At one point in time, the any implication that the Pale King saw them as his hatchling might have once brought them great comfort- but now, with their head throbbing from a battle that he created, their mentor’s presence fading more with each passing minute, they weren’t sure what to feel. Even while Lurien and Herrah argued over what to do next, waffling between keeping them in Deepnest to ride out the storm before the raid on the Soul Sanctum (Lurien’s idea), or storming the castle to demand an answer from either the Pale King or the White Lady (Herrah’s), they remained uncertain of how to feel, torn between the loyalty they had always known and the burgeoning doubt beginning to blossom in their chest.

Father was always right. But was he now, when he risked the balance of the realms to drive their teacher away? Had he been right, when he stole the moths from the Radiance, and condemned his future subjects to suffer under Her wrath? Had he been right when he first cast the eggs of their siblings down into the Abyss, pursuing a prophecy that promised eternity in exchange for the lives of millions of hatchlings? Had he been right when he commanded them to kill him, to drive their nail through his hearts when they were still too weak from their wounds to stand without his aid?

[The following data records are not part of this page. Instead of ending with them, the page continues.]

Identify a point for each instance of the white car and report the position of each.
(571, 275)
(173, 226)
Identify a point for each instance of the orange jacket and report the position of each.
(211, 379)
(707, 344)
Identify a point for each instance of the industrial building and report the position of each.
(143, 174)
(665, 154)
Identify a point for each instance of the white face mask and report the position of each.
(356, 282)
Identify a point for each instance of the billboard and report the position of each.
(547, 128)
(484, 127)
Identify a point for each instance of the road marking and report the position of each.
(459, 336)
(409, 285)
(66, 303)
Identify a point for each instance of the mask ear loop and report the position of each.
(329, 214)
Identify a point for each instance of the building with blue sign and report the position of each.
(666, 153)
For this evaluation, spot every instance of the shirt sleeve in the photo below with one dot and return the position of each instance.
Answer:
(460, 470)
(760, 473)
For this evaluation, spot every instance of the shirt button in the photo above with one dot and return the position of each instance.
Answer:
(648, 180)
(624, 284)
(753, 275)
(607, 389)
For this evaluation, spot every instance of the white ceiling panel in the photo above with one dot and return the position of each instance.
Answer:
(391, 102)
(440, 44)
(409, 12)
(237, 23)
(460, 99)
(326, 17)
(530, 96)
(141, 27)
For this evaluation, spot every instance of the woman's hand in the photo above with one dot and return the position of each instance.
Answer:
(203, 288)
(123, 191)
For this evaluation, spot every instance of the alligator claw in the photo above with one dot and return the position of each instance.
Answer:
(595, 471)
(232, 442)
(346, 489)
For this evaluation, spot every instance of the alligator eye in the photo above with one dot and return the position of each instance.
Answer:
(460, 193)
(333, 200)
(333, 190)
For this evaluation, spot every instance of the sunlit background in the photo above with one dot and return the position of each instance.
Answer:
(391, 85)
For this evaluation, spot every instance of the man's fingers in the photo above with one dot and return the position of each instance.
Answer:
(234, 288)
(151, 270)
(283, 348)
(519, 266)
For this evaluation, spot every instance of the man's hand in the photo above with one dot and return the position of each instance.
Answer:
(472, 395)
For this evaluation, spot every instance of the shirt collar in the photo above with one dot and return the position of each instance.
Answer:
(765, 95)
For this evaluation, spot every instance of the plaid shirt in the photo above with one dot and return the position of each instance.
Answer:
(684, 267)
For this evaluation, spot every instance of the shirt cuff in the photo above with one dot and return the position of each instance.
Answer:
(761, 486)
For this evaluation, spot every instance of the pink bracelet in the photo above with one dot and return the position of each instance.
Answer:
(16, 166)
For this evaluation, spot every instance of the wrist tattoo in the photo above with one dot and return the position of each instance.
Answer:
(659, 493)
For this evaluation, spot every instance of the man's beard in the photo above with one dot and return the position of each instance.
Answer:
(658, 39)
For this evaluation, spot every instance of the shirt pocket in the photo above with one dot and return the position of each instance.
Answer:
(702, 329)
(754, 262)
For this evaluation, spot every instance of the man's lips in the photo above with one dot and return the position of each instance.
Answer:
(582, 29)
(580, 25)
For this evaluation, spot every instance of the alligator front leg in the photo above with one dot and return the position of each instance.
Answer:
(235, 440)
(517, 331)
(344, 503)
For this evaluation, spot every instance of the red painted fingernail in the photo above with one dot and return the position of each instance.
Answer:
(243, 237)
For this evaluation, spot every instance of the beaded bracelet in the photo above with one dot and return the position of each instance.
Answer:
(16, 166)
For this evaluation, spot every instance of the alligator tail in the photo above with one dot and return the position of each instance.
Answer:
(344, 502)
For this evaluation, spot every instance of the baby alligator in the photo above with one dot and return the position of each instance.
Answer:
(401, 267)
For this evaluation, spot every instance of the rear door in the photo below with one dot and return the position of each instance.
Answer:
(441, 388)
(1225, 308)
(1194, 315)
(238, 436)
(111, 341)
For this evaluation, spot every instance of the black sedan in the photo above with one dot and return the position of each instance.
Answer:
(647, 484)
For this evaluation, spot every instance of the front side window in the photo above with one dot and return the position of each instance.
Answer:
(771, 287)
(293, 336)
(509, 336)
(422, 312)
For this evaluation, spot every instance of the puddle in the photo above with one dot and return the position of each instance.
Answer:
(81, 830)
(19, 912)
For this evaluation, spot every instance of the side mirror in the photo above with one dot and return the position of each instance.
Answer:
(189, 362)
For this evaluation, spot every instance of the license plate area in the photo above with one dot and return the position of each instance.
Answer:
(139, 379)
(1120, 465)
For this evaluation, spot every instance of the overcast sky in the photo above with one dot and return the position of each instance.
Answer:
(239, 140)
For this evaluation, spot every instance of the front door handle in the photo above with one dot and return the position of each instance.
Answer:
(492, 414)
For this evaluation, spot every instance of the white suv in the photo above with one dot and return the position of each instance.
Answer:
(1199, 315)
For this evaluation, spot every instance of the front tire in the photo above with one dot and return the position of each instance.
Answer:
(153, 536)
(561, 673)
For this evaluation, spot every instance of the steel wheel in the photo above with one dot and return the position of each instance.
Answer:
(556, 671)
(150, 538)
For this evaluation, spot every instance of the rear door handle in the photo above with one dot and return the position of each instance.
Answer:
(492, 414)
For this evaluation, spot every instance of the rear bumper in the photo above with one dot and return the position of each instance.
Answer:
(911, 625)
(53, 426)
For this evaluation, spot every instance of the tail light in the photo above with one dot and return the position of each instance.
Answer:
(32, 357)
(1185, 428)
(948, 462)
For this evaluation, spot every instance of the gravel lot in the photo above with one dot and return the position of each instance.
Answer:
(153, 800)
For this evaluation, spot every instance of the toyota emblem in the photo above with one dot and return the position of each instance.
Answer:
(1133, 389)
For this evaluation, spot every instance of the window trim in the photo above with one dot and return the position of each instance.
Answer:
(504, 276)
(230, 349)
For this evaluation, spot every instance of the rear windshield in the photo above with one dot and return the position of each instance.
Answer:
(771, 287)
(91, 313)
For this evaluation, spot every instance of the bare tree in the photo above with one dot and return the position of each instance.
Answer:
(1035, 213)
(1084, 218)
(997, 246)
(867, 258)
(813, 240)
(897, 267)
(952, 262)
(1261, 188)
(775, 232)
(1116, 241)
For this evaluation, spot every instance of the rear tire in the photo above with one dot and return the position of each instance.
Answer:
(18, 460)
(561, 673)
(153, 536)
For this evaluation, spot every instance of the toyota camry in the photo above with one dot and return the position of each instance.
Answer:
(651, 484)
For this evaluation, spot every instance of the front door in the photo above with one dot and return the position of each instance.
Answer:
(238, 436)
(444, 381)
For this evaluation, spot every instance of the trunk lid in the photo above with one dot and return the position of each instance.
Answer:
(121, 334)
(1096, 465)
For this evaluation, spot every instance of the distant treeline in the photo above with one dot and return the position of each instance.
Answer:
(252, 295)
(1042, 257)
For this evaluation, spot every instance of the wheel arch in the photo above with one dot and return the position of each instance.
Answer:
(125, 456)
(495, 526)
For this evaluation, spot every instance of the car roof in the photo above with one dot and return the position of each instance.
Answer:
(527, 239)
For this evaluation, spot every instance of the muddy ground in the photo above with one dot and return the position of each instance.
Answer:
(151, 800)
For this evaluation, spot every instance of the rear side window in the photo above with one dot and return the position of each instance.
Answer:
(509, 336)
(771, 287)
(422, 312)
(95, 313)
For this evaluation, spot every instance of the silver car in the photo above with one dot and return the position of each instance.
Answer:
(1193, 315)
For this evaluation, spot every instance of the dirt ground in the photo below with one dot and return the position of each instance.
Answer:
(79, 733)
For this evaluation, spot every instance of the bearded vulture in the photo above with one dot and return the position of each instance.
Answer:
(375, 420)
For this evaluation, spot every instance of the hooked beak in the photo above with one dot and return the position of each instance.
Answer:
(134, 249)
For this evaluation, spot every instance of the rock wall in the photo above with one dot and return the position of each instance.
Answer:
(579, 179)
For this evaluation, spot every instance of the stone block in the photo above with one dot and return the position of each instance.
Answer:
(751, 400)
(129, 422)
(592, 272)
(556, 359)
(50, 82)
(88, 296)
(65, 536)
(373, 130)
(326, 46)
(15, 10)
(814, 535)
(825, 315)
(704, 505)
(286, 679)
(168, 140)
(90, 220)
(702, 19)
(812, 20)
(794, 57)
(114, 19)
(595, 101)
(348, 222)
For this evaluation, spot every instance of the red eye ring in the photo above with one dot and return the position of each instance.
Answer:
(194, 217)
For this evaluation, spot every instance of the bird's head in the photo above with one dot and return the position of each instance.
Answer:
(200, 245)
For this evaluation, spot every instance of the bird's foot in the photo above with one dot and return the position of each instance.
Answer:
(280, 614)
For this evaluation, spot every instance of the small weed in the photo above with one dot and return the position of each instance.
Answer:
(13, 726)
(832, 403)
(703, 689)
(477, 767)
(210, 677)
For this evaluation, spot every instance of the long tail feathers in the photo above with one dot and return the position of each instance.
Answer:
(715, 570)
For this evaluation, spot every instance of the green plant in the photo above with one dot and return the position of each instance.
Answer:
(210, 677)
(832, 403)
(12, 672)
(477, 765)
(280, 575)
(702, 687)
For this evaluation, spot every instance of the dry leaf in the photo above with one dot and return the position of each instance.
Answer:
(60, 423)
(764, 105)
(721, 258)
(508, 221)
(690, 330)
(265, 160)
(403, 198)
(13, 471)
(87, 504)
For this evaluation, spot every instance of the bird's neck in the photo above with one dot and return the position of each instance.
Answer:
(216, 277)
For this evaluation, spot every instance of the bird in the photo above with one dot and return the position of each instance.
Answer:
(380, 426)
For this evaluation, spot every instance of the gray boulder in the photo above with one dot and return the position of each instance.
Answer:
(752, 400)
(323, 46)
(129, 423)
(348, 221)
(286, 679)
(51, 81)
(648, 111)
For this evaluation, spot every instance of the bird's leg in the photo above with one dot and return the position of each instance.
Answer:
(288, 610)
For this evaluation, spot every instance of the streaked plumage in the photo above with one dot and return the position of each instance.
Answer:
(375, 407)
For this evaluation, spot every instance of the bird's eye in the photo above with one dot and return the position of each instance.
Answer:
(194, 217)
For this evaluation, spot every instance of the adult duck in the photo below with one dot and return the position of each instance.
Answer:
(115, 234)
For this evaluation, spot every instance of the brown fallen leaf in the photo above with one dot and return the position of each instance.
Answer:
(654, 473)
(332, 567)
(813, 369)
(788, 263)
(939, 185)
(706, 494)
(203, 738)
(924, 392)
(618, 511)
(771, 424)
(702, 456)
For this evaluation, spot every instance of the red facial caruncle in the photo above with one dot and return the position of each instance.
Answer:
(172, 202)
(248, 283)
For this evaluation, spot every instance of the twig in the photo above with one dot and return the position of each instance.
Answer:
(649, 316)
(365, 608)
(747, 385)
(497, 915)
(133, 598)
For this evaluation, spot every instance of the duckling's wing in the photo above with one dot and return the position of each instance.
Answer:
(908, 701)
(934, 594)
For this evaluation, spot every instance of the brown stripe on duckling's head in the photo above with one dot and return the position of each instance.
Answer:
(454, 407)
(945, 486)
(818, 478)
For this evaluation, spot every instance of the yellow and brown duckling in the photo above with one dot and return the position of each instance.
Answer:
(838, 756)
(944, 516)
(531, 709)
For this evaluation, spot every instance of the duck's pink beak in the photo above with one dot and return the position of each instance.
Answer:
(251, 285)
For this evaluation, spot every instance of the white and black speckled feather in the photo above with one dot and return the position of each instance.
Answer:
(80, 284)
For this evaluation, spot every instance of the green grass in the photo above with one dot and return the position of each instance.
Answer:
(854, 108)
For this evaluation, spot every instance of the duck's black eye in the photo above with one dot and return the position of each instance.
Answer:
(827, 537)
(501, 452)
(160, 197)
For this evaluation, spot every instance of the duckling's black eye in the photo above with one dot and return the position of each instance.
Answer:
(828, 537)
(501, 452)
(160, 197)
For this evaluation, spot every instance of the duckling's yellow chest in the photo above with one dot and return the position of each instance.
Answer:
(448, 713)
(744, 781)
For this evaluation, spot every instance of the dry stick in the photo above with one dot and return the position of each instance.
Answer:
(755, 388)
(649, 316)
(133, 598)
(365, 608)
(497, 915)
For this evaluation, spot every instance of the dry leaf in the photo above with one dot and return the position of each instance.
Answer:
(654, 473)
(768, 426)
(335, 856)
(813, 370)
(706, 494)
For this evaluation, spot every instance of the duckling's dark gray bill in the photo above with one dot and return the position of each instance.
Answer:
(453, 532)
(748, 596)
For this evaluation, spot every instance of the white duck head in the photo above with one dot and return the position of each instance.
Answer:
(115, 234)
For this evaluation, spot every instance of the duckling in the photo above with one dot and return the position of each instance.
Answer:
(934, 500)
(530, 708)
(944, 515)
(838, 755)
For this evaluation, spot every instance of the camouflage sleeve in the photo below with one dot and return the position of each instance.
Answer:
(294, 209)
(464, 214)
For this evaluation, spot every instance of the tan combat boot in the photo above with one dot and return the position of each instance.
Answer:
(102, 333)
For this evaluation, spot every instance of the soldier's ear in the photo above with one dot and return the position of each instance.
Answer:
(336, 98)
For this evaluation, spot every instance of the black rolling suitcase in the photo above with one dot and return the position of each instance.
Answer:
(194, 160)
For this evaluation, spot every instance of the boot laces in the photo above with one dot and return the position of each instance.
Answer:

Whatever it was, they didn’t have time to think about it. Nor did either of the ex-Dreamers had the chance to ask them for any more info on the matter, as something surged up from the depths of their soul, something too fast and too wild for them to seize control over.

Searing pain scorched through their mind- not like the agony that had afflicted them under Her touch, that burning-bright punishment that had become their world after the Sealing. No, this pain was the lash of taut cords breaking, of rusted chains slithering over raw flesh as they were torn free. They jerked backwards at the agony of it, clawing at the point of their mask, but the snap of pain was gone just as quickly as it came, leaving nothing more than torn-open scars behind.

Oh. And their body was slumped over the table, lifeless void still trailing from their eyes as they hovered over it. No new damage marred its frame, but the glyphs that had once kept their shade bound to their carapace were now flickering weakly against their mask. The Pale King's spell to keep their darkness at bay had been torn wide open, and now they were free to do whatever they pleased, free to wander away from their broken shell to rejoin the waters of the deep.

(Free. Free.)

(They could go home again. At last, they were finally free.)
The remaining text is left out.